De eisen van proceseconomie en van een goede procesorde brengen mee dat een kennelijke verschrijving in een rechterlijke uitspraak niet behoort te nopen tot het aanwenden van rechtsmiddelen of het voeren van verdere gedingen, maar via een eenvoudige en weinig kostbare procedure moet kunnen leiden tot verbetering door de rechter die de uitspraak deed.
Uit deze aard van de procedure tot verbetering moet worden afgeleid dat tegen een desbetreffende beslissing geen hogere voorziening is toegelaten. (HR 15 mei 1998, nr. 9047, R97/112, NJ 1999, 672.)

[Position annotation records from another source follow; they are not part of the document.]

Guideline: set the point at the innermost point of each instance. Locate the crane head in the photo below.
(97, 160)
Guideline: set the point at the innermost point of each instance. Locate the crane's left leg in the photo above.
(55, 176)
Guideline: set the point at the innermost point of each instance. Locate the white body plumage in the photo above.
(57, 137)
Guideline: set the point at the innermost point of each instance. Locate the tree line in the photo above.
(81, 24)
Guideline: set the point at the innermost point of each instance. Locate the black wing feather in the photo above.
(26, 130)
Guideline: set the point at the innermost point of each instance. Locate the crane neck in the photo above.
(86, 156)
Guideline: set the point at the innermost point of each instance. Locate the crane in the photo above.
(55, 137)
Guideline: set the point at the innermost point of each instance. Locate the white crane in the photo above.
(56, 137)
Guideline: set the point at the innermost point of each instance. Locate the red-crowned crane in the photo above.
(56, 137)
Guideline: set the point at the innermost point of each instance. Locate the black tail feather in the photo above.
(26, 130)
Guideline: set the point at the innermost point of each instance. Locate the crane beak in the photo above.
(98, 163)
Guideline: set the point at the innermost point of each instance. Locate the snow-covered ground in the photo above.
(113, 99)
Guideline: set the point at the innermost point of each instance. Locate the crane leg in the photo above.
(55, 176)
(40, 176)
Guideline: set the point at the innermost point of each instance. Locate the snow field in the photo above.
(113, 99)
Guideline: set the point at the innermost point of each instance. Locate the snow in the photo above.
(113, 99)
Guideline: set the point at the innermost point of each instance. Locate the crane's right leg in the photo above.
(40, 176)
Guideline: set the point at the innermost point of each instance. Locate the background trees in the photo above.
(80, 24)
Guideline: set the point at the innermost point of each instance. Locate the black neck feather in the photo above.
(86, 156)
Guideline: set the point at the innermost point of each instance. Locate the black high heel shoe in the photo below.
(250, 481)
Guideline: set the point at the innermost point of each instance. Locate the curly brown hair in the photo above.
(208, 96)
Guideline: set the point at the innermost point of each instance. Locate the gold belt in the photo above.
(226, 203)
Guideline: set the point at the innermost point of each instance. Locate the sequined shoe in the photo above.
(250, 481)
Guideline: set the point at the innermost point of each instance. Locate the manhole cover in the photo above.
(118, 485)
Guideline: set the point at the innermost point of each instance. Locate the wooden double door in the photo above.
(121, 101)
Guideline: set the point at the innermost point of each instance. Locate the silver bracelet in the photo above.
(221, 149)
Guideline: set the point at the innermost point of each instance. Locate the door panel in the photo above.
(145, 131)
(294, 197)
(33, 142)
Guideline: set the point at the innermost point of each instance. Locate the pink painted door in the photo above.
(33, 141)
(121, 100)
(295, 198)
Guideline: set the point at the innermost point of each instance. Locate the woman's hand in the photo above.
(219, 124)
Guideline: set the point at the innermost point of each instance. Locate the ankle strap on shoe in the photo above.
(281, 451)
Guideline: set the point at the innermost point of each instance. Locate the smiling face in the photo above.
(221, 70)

Nu het onderdeel geen klachten bevat die grond kunnen opleveren voor doorbreking van dit rechtsmiddelenverbod, is [eiser] ook in zoverre niet-ontvankelijk.
4. Beslissing
De Hoge Raad:
verklaart [eiser] niet-ontvankelijk in zijn beroep tegen de beschikkingen van de Rechtbank te 's-Gravenhage, gedagtekend 9 februari 1999 en 5 maart 1999;
veroordeelt [eiser] in de kosten van het geding in cassatie, tot op deze uitspraak aan de zijde van de curator begroot op ƒ 525,-- aan verschotten en ƒ 2.500,-- voor salaris.
Deze beschikking is gegeven door de vice-president P. Neleman als voorzitter en de raadsheren A.E.M. van der Putt-Lauwers en H.A.M. Aaftink, en in het openbaar uitgesproken door de raadsheer W.H. Heemskerk op 23 februari 2001.